Osiefield Anderson, a math professor at FAMU, questioned the push to encourage immigrants. He used the hypothetical of a family that might be down on its luck and turn to another family. Eventually both families could be in a bad place, Anderson contends.
“We just can’t afford to take anybody in this country if it’s going to deteriorate living conditions in this country,” he said. “So I don’t think immigration should be loose otherwise you’ll mess things up.
“You bring people in here and you’re responsible; they’re given a place to stay, food and everything else. I don’t think that should be incumbent on any country to do. I think you have to help people but there is a limit to this kind of thing.”
Ricci responded, saying that mass deportation, especially the estimated 800,000 on the DACA program, could come with a high price tag.
“The economic benefit of legalizing who are here is much more than the cost (of deportation),” she said. “Aside from the humanitarian crisis, the morale crisis of not accepting people who are here.”
Crump also made a case for immigrants, comparing their plight to Blacks in the era of segregation.
“We are still by and large one of the richest countries in the world. The most wealth is being held by 1 percent, while 99 percent all have to grab and fight,” Crump said. “If we made that 1 percent pay their fair share of taxes we won’t have any immigration problem.’

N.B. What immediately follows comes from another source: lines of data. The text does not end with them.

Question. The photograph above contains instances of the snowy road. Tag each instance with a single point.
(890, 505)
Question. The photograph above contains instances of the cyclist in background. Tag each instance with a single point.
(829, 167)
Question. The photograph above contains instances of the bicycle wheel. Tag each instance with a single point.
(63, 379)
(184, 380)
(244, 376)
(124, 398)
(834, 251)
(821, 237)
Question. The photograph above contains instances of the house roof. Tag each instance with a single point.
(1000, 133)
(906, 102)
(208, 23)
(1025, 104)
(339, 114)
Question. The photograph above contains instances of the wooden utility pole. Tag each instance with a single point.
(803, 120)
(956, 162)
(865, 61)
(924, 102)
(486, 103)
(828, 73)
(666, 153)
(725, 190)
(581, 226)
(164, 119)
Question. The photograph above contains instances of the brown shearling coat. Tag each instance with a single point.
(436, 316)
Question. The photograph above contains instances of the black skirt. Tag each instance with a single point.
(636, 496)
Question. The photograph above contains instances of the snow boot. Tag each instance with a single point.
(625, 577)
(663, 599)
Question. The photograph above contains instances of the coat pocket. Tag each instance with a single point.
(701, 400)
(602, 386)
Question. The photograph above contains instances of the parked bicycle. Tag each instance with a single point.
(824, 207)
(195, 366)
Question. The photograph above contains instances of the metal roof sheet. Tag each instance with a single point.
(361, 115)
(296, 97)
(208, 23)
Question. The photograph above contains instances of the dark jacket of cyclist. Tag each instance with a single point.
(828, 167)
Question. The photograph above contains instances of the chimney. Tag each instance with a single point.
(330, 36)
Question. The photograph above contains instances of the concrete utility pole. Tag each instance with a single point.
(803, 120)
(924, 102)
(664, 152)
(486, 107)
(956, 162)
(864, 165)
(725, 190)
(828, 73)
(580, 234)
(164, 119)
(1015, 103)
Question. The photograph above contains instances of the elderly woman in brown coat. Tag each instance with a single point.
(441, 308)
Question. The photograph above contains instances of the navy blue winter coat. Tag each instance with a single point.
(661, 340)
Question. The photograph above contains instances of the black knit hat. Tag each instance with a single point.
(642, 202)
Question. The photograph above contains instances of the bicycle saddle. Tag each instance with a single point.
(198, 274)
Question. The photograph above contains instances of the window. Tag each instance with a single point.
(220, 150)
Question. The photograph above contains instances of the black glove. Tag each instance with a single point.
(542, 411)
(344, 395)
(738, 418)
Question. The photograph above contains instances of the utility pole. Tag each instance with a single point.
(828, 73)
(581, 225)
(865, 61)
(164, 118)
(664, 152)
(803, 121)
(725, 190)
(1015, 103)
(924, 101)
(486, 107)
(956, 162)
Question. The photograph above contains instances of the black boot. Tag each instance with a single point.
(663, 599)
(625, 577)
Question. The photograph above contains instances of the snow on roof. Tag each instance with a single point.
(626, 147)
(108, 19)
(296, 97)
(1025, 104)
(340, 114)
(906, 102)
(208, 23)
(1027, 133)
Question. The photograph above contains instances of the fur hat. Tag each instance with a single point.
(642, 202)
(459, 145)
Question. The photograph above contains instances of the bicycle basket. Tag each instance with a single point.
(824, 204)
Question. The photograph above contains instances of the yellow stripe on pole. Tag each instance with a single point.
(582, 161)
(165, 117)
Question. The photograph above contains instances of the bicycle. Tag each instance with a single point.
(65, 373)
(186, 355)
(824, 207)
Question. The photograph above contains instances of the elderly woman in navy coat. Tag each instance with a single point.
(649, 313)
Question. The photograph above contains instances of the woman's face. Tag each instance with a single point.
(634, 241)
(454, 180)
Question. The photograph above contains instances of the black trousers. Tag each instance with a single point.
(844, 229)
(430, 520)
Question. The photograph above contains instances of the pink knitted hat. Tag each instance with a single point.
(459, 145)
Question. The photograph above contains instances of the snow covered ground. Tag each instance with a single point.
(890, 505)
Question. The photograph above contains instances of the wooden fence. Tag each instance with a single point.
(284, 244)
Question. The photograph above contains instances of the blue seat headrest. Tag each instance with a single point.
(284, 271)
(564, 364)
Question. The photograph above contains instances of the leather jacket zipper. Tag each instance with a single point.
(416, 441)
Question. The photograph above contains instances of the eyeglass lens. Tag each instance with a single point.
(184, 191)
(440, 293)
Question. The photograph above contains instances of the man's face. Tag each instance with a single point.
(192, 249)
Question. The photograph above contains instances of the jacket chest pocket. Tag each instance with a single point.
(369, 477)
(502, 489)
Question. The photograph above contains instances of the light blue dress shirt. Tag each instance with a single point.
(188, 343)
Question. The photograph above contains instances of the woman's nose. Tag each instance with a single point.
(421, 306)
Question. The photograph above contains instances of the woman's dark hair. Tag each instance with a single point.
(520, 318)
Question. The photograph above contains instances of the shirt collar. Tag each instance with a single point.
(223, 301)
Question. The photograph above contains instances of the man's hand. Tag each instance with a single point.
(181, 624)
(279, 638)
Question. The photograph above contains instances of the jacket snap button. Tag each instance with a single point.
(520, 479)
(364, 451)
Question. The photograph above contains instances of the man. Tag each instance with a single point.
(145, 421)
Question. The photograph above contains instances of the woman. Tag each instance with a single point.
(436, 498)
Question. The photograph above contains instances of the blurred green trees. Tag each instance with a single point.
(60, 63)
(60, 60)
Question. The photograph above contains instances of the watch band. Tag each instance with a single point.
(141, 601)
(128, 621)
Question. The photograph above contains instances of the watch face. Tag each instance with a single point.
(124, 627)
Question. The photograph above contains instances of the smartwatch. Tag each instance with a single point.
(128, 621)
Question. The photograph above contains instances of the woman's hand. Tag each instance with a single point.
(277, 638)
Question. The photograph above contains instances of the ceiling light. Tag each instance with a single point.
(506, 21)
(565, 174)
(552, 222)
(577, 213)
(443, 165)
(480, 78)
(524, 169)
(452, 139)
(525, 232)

Later, he said it’s a slippery slope because the arguments for civil rights and the rights that immigrants are fighting for are so similar.
“Whether it’s immigration discrimination or denial or civil rights to minorities, there are some arguments that could be made on people who are oppressed that are very similar,” he said. “We have to reject this notion that they’re saying we don’t want more immigrants; we want the white kinds. That’s not right. That’s not American.”